見てなさい! 非力な魔法使いでも石を割れるようになるのよ!」
ムショクは聞きたくない単語を耳にしてしまった。
ちょうどいい感じの丸い石。
まさかとは言わない。
が、往々にしてよくある
「待て――その石はもしかして――」
ムショクが止めるよりも早く、ティネリアがその石にヘルムガートの骨を振り下ろした。
硬そうな岩だったが、魔力のこもった杖はそれを簡単に割った。
卵のように綺麗に半分に割れたその直後、割れたところから噴水のように大量の溶岩が空高く舞い上がった。
「逃げるぞ!」
目の前を溶岩の柱が迫り上がったティネリアは、一瞬何が起こったのか理解できなかったが、ムショクの声にハッとして、走り出した。
「何なのよ!」
舞い上がった溶岩がその身を地面に落としていく。
熱せられた岩の雨だ。
当たって熱いではすまない。
「フ、フリージングケイル!」
ティネリアが薄い氷の盾を上空に張った。
「ナイス!」
「ダメよ。

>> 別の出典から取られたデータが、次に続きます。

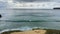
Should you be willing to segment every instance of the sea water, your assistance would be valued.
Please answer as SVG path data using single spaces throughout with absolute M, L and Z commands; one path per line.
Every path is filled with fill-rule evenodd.
M 35 27 L 60 30 L 60 10 L 0 10 L 0 31 Z

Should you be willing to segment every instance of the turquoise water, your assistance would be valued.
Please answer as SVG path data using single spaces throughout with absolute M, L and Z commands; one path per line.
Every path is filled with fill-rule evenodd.
M 0 10 L 0 14 L 0 31 L 34 27 L 60 30 L 60 10 Z

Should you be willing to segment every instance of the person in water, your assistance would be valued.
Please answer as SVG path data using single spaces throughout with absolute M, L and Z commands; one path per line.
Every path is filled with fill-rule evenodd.
M 2 17 L 2 15 L 0 14 L 0 18 Z

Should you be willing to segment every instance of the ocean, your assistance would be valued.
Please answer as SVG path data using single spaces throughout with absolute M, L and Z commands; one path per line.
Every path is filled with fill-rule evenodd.
M 0 31 L 9 29 L 29 30 L 40 27 L 60 30 L 60 10 L 21 9 L 0 10 Z

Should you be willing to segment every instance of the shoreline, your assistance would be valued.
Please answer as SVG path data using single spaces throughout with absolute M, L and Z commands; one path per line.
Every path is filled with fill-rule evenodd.
M 2 32 L 1 34 L 60 34 L 60 30 L 33 28 L 32 30 L 13 30 Z

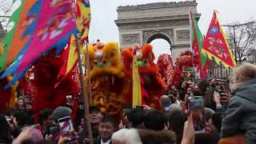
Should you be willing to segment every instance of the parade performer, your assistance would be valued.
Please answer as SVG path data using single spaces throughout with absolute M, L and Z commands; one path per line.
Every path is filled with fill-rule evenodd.
M 142 57 L 142 50 L 141 50 L 141 46 L 138 44 L 134 44 L 134 47 L 137 47 L 138 50 L 138 55 L 137 55 L 137 59 L 138 59 L 138 66 L 141 66 L 142 62 L 141 62 L 141 57 Z M 128 84 L 127 86 L 127 95 L 125 97 L 126 98 L 126 102 L 130 102 L 131 103 L 133 101 L 133 90 L 132 90 L 132 62 L 133 62 L 133 48 L 130 46 L 126 47 L 122 50 L 122 62 L 125 66 L 125 78 L 126 81 Z M 144 82 L 142 78 L 140 78 L 140 86 L 141 86 L 141 93 L 142 93 L 142 105 L 147 105 L 148 103 L 146 102 L 147 99 L 149 99 L 149 94 L 146 92 L 146 90 L 144 88 Z
M 60 57 L 48 54 L 39 58 L 27 72 L 26 82 L 23 82 L 22 86 L 28 94 L 34 96 L 33 109 L 36 118 L 42 110 L 54 110 L 58 106 L 66 106 L 67 95 L 72 95 L 74 98 L 80 92 L 79 81 L 75 78 L 77 76 L 74 76 L 77 74 L 75 70 L 54 88 L 62 63 Z M 74 118 L 78 110 L 77 103 L 74 102 L 70 108 L 74 113 L 72 117 Z
M 125 93 L 127 92 L 127 84 L 123 73 L 124 66 L 121 62 L 118 44 L 114 42 L 104 44 L 98 40 L 97 43 L 88 46 L 88 50 L 91 86 L 88 84 L 87 70 L 85 81 L 88 93 L 91 86 L 92 103 L 102 112 L 118 116 L 122 111 Z M 87 59 L 86 48 L 84 48 L 84 57 L 86 63 Z
M 167 54 L 160 54 L 157 65 L 162 79 L 166 83 L 167 89 L 171 90 L 172 86 L 174 86 L 173 82 L 174 78 L 174 66 L 171 56 Z
M 142 85 L 149 94 L 149 98 L 145 100 L 150 107 L 161 109 L 159 98 L 163 94 L 166 88 L 157 65 L 154 62 L 154 54 L 153 46 L 146 43 L 142 46 L 142 55 L 138 54 L 139 74 L 142 79 Z M 141 57 L 139 58 L 139 57 Z

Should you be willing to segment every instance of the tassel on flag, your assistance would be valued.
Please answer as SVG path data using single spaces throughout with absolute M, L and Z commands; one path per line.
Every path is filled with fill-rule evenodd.
M 78 49 L 76 46 L 75 38 L 72 34 L 70 38 L 68 46 L 64 50 L 62 58 L 64 61 L 62 66 L 58 74 L 58 82 L 55 85 L 55 88 L 65 78 L 65 77 L 77 66 L 78 62 Z
M 207 56 L 202 53 L 203 44 L 203 36 L 199 30 L 198 22 L 193 17 L 191 10 L 190 10 L 191 19 L 191 46 L 194 52 L 194 60 L 198 63 L 198 71 L 200 71 L 200 78 L 204 78 L 206 70 L 210 65 L 210 60 Z
M 226 40 L 226 35 L 215 11 L 203 42 L 202 52 L 206 54 L 210 58 L 214 58 L 218 64 L 222 62 L 226 68 L 235 67 L 236 63 L 232 51 Z
M 136 51 L 139 46 L 134 46 L 133 49 L 133 106 L 142 105 L 142 91 L 140 84 L 140 77 L 138 70 Z
M 90 6 L 89 0 L 77 0 L 77 27 L 82 32 L 81 43 L 88 42 L 90 24 Z

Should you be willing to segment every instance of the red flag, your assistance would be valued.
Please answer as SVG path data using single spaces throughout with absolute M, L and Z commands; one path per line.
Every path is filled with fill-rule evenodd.
M 236 63 L 214 11 L 203 42 L 202 52 L 206 53 L 210 58 L 214 57 L 217 63 L 222 62 L 225 67 L 234 68 Z
M 72 34 L 70 38 L 70 41 L 67 47 L 64 50 L 62 58 L 64 61 L 62 66 L 58 74 L 58 78 L 60 79 L 55 85 L 55 87 L 65 78 L 65 77 L 77 66 L 78 62 L 78 55 L 77 52 L 75 38 Z

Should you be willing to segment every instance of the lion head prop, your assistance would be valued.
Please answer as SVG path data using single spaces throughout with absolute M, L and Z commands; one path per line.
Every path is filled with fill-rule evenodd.
M 90 74 L 86 73 L 85 81 L 89 90 L 89 75 L 91 79 L 93 105 L 102 112 L 116 115 L 122 110 L 126 82 L 124 65 L 117 42 L 102 43 L 98 41 L 88 47 L 90 65 Z M 86 50 L 84 49 L 85 59 Z M 88 90 L 89 91 L 89 90 Z

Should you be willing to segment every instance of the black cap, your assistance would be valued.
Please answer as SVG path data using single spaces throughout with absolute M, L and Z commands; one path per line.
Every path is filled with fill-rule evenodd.
M 100 113 L 101 110 L 99 110 L 98 107 L 92 106 L 89 107 L 89 113 L 90 114 L 92 112 Z
M 72 110 L 70 108 L 66 106 L 58 106 L 54 110 L 52 117 L 54 121 L 57 122 L 58 119 L 61 118 L 71 116 L 71 113 Z

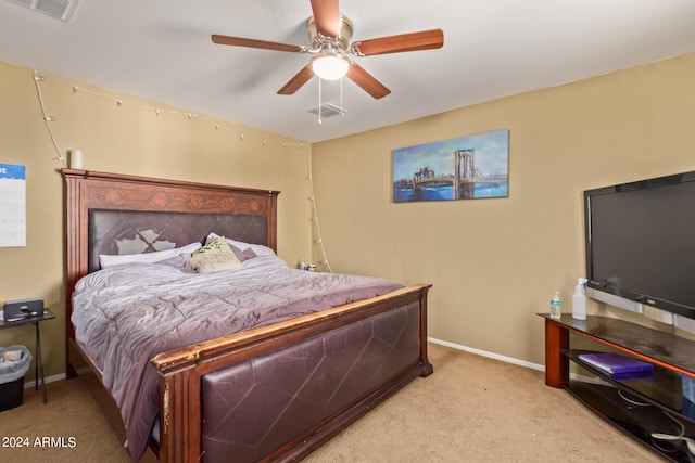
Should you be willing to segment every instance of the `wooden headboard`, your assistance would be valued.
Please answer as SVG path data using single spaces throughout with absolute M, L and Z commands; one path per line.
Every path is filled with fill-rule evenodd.
M 63 176 L 68 339 L 75 284 L 98 269 L 99 254 L 118 254 L 115 241 L 128 234 L 154 230 L 159 241 L 185 245 L 214 231 L 277 250 L 278 191 L 76 169 Z

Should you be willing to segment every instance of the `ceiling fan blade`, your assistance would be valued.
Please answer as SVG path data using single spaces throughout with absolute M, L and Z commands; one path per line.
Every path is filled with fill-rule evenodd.
M 366 91 L 377 100 L 391 93 L 391 90 L 386 88 L 383 83 L 377 80 L 364 68 L 359 67 L 359 65 L 356 63 L 350 64 L 350 69 L 348 69 L 348 78 L 357 83 L 364 91 Z
M 352 51 L 356 55 L 400 53 L 403 51 L 432 50 L 444 46 L 442 29 L 421 30 L 354 42 Z
M 338 0 L 312 0 L 316 30 L 326 37 L 340 35 L 340 12 Z
M 263 50 L 305 52 L 305 47 L 294 46 L 290 43 L 269 42 L 267 40 L 245 39 L 243 37 L 218 36 L 213 34 L 213 42 L 223 46 L 260 48 Z
M 285 87 L 278 90 L 278 94 L 294 94 L 294 92 L 302 88 L 304 83 L 308 82 L 312 77 L 314 77 L 314 72 L 312 70 L 312 66 L 307 64 L 302 70 L 296 73 Z

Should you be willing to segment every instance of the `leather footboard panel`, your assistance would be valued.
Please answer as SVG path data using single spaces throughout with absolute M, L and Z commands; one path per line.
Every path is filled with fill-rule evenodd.
M 419 361 L 413 303 L 203 376 L 203 461 L 251 462 Z

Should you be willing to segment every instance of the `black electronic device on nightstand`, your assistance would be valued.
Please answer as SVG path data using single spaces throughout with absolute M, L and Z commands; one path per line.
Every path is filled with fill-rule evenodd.
M 43 299 L 7 300 L 2 305 L 2 318 L 5 322 L 40 317 L 43 314 Z

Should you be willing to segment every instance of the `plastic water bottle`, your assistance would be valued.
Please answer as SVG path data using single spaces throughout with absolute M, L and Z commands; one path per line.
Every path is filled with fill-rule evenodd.
M 559 320 L 563 316 L 563 298 L 559 291 L 556 291 L 551 299 L 551 318 Z

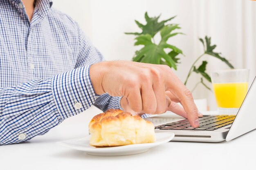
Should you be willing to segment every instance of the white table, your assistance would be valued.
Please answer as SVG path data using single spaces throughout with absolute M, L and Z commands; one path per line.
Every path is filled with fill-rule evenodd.
M 228 142 L 171 142 L 145 153 L 119 157 L 90 156 L 56 144 L 87 135 L 89 121 L 100 112 L 92 107 L 43 136 L 22 144 L 0 146 L 0 169 L 256 169 L 256 131 Z

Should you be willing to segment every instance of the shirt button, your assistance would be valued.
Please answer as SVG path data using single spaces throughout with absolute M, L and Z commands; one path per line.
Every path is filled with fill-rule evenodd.
M 74 107 L 75 107 L 75 109 L 80 109 L 82 107 L 82 104 L 81 103 L 79 103 L 79 102 L 77 102 L 75 104 Z
M 31 63 L 29 65 L 30 69 L 33 70 L 35 68 L 35 65 L 33 63 Z
M 22 9 L 22 8 L 23 8 L 23 5 L 22 5 L 21 3 L 20 3 L 19 4 L 19 7 L 20 7 L 20 8 Z
M 18 136 L 18 138 L 20 140 L 24 140 L 26 139 L 26 137 L 27 136 L 25 133 L 20 133 Z

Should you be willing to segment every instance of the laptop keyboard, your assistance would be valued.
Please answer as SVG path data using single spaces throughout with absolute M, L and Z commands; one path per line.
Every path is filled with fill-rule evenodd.
M 214 131 L 232 124 L 236 118 L 235 115 L 204 116 L 199 118 L 199 127 L 194 128 L 190 125 L 188 119 L 172 122 L 155 126 L 160 130 L 182 130 L 196 131 Z

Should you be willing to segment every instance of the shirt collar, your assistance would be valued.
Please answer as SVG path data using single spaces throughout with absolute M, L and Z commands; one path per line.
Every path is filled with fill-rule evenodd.
M 21 0 L 8 0 L 10 4 L 14 5 L 14 4 L 19 4 L 23 3 Z M 42 13 L 46 14 L 48 11 L 52 6 L 52 0 L 36 0 L 36 4 L 35 9 L 38 8 L 38 9 Z

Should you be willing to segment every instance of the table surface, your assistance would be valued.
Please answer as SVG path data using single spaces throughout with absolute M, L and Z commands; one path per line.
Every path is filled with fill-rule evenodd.
M 229 142 L 170 142 L 144 153 L 118 157 L 90 156 L 56 144 L 88 135 L 89 122 L 100 112 L 92 107 L 67 119 L 43 136 L 22 144 L 0 146 L 0 169 L 255 169 L 256 131 Z M 171 114 L 166 116 L 177 118 Z

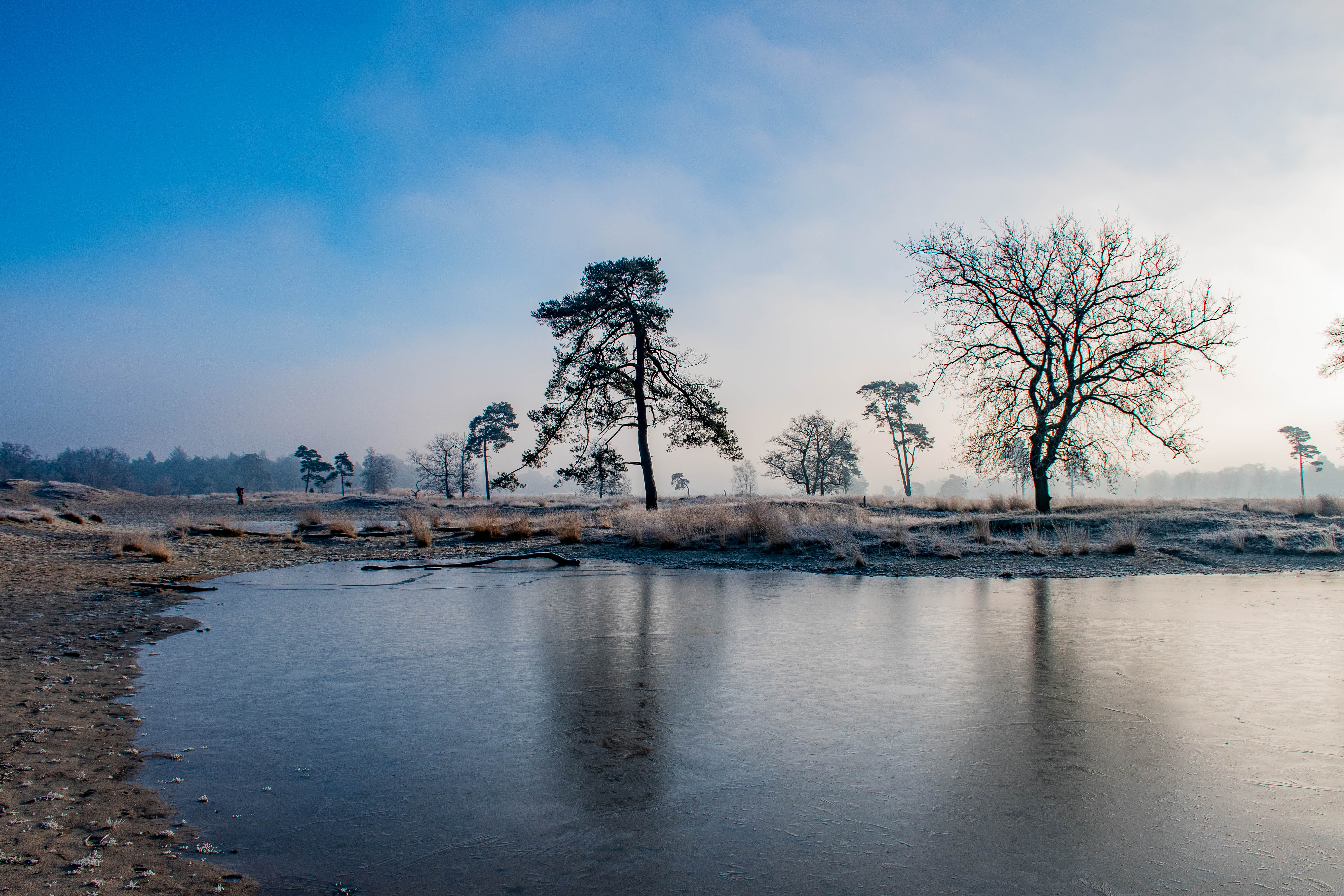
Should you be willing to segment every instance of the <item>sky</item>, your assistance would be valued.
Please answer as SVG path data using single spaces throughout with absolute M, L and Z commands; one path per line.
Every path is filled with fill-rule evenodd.
M 7 4 L 0 438 L 405 454 L 538 407 L 530 313 L 653 255 L 747 457 L 821 410 L 880 489 L 855 391 L 931 324 L 899 243 L 1071 211 L 1239 297 L 1193 469 L 1286 467 L 1285 424 L 1339 461 L 1341 44 L 1332 3 Z M 915 480 L 960 472 L 956 414 L 919 406 Z

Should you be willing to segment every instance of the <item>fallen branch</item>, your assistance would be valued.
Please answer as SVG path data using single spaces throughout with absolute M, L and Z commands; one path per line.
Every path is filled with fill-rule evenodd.
M 360 571 L 370 570 L 461 570 L 464 567 L 478 567 L 487 563 L 496 563 L 499 560 L 555 560 L 555 566 L 562 567 L 577 567 L 579 562 L 575 557 L 564 557 L 559 553 L 551 553 L 550 551 L 538 551 L 536 553 L 500 553 L 493 557 L 485 557 L 482 560 L 468 560 L 466 563 L 426 563 L 423 566 L 411 564 L 398 564 L 392 567 L 380 566 L 367 566 L 360 567 Z

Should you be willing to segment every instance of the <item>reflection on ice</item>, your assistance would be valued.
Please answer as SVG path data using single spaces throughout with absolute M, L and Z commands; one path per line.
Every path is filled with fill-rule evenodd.
M 352 566 L 142 660 L 149 750 L 210 746 L 169 798 L 278 889 L 1339 884 L 1339 575 Z

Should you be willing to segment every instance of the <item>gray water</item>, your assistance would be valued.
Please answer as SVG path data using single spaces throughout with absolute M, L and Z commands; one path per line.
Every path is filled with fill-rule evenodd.
M 1339 574 L 219 584 L 141 780 L 270 892 L 1344 887 Z

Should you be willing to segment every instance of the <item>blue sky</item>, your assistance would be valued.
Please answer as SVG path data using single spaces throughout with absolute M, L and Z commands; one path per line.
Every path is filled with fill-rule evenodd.
M 896 240 L 1118 210 L 1243 297 L 1235 377 L 1195 380 L 1200 467 L 1286 463 L 1285 423 L 1340 451 L 1341 384 L 1313 373 L 1344 313 L 1333 4 L 0 16 L 5 439 L 403 453 L 535 407 L 528 312 L 653 254 L 758 455 L 793 414 L 857 418 L 860 384 L 918 372 Z M 954 399 L 923 410 L 942 478 Z M 727 481 L 710 453 L 667 466 Z

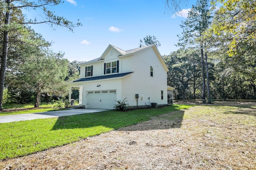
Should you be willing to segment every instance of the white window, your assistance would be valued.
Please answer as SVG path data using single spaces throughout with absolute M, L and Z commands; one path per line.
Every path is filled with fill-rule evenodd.
M 153 77 L 153 67 L 150 66 L 150 76 Z
M 116 61 L 110 62 L 106 63 L 106 73 L 116 73 Z
M 91 70 L 92 70 L 91 66 L 87 67 L 87 77 L 91 76 Z

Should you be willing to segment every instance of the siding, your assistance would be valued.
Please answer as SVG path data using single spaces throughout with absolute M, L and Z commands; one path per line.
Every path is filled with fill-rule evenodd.
M 132 71 L 132 57 L 126 57 L 120 59 L 119 70 L 121 73 L 127 73 Z M 121 69 L 120 69 L 121 68 Z
M 136 53 L 132 57 L 132 62 L 134 73 L 122 80 L 122 99 L 127 97 L 130 106 L 136 106 L 135 94 L 139 94 L 138 105 L 144 105 L 145 102 L 148 103 L 149 97 L 150 103 L 166 104 L 167 72 L 154 50 L 150 48 Z M 150 66 L 153 67 L 153 77 L 150 76 Z M 163 100 L 161 98 L 162 90 Z
M 96 87 L 98 84 L 100 87 Z M 83 84 L 82 105 L 86 108 L 86 91 L 90 91 L 116 90 L 116 100 L 120 100 L 122 93 L 121 79 L 112 80 L 99 80 L 92 82 L 88 82 Z

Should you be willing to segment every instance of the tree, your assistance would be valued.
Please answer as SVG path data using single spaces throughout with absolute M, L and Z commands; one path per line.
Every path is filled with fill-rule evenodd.
M 78 65 L 85 62 L 76 60 L 71 62 L 69 62 L 68 66 L 68 75 L 64 80 L 71 81 L 79 79 L 80 76 L 80 67 L 78 66 Z
M 207 0 L 198 0 L 196 6 L 192 6 L 188 12 L 188 18 L 180 25 L 183 29 L 182 35 L 178 36 L 178 45 L 194 47 L 199 49 L 201 54 L 203 102 L 205 103 L 205 77 L 206 71 L 208 102 L 210 102 L 209 71 L 208 63 L 208 42 L 204 33 L 211 21 L 210 10 L 211 7 Z
M 250 97 L 250 90 L 256 94 L 256 2 L 218 1 L 223 5 L 216 12 L 208 34 L 218 42 L 218 51 L 225 53 L 220 56 L 228 65 L 226 70 L 233 72 L 229 78 L 236 80 L 234 85 L 241 82 L 236 90 L 241 96 L 236 94 L 236 97 Z
M 2 110 L 2 99 L 4 88 L 4 77 L 6 69 L 6 62 L 9 49 L 9 34 L 11 32 L 22 32 L 26 31 L 24 26 L 28 24 L 37 24 L 46 23 L 52 27 L 59 26 L 67 28 L 72 31 L 72 28 L 81 25 L 78 23 L 74 24 L 63 17 L 60 17 L 54 14 L 54 12 L 49 10 L 48 7 L 58 5 L 62 2 L 60 0 L 38 0 L 36 1 L 25 1 L 23 0 L 6 0 L 1 1 L 0 7 L 2 12 L 4 14 L 4 24 L 1 23 L 3 28 L 3 42 L 2 53 L 1 57 L 1 68 L 0 68 L 0 110 Z M 16 10 L 41 10 L 43 15 L 41 16 L 44 20 L 38 21 L 29 19 L 20 20 L 17 22 L 12 20 L 14 18 L 13 15 L 16 14 L 13 12 Z M 24 40 L 20 40 L 24 41 Z
M 64 80 L 68 75 L 68 61 L 62 53 L 30 46 L 17 78 L 36 92 L 34 107 L 38 107 L 42 93 L 60 94 L 66 89 Z
M 177 99 L 196 99 L 197 80 L 200 78 L 200 60 L 193 49 L 180 49 L 164 55 L 168 69 L 168 85 L 177 91 Z
M 160 42 L 157 40 L 154 36 L 151 36 L 150 35 L 146 36 L 143 38 L 143 41 L 140 39 L 139 47 L 142 47 L 144 46 L 149 45 L 151 44 L 155 44 L 156 47 L 159 47 L 161 46 Z

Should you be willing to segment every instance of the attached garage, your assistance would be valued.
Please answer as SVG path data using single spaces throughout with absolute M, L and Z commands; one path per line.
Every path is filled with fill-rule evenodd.
M 114 109 L 116 104 L 116 91 L 102 90 L 87 91 L 87 108 Z

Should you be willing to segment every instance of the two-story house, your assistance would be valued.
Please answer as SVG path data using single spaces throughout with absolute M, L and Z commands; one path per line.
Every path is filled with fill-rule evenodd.
M 113 109 L 125 98 L 132 107 L 172 103 L 168 69 L 154 44 L 127 51 L 109 45 L 100 57 L 80 66 L 80 79 L 68 84 L 70 101 L 72 87 L 80 88 L 82 107 Z

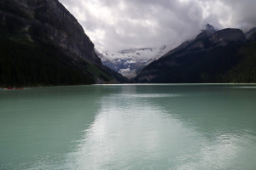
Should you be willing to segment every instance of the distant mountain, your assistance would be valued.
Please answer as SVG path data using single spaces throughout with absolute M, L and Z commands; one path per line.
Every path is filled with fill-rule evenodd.
M 217 31 L 207 25 L 191 41 L 184 42 L 152 62 L 135 82 L 256 82 L 255 29 Z
M 124 80 L 102 65 L 82 26 L 59 1 L 0 1 L 0 86 Z
M 96 52 L 102 64 L 123 76 L 135 77 L 143 68 L 168 51 L 166 46 L 124 49 L 117 52 Z

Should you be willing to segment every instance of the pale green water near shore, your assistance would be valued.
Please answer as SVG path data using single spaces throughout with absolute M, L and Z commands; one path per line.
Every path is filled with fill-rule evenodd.
M 256 86 L 0 91 L 1 170 L 255 170 Z

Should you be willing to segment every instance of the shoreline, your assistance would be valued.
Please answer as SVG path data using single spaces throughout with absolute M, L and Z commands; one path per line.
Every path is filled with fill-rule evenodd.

気休めにしかならないわ!
それより逃げるわよ!」
頭上の氷の盾が溶岩にあたりジューっと音を上げる。
溶岩が当たらないところまで、全力で走り抜けると、3人は地面に膝から崩れ落ちた。
「はぁ、はぁ、はぁ、危なかった」
「はぁ、はぁ、何だったのあれ……?」
「炎が吹き出す岩なんて奇妙ですわね」
シハナだけが息を切らしていない。
この時ばかりは死者は羨ましい。
「あれが『旅する溶岩化石』か?」
「ですね」
ナヴィが手を額に当て遠くの方を眺めている。
彼女が見てる方角にはまだ溶岩が吹き上がっている。
あの小さな石の中に入っていたとは思えないほどの量だ。
しかし……。
ナヴィが言っていた、間違えて石を割るやつ。
そんな奴はいないと思っていたが、目の前にいた。
「皆さん、大丈夫ですか?」
異変を察知したフィリンが慌ててムショク達のもとに駆け寄ってきた。
「何とか」
「ムショクさんたちは、私がいない時に何かしますね」
フィリンがちょっと拗ねたように頬を膨らませた。
前回のミラリアドリンクに、今回の旅する溶岩化石。確かに異常事態の時にフィリンがいない時が多かった。
拗ねる所はそこなのかとムショクは思ったが、膨れた頬が可愛かったので、無言でそれを突くだけにしておいた。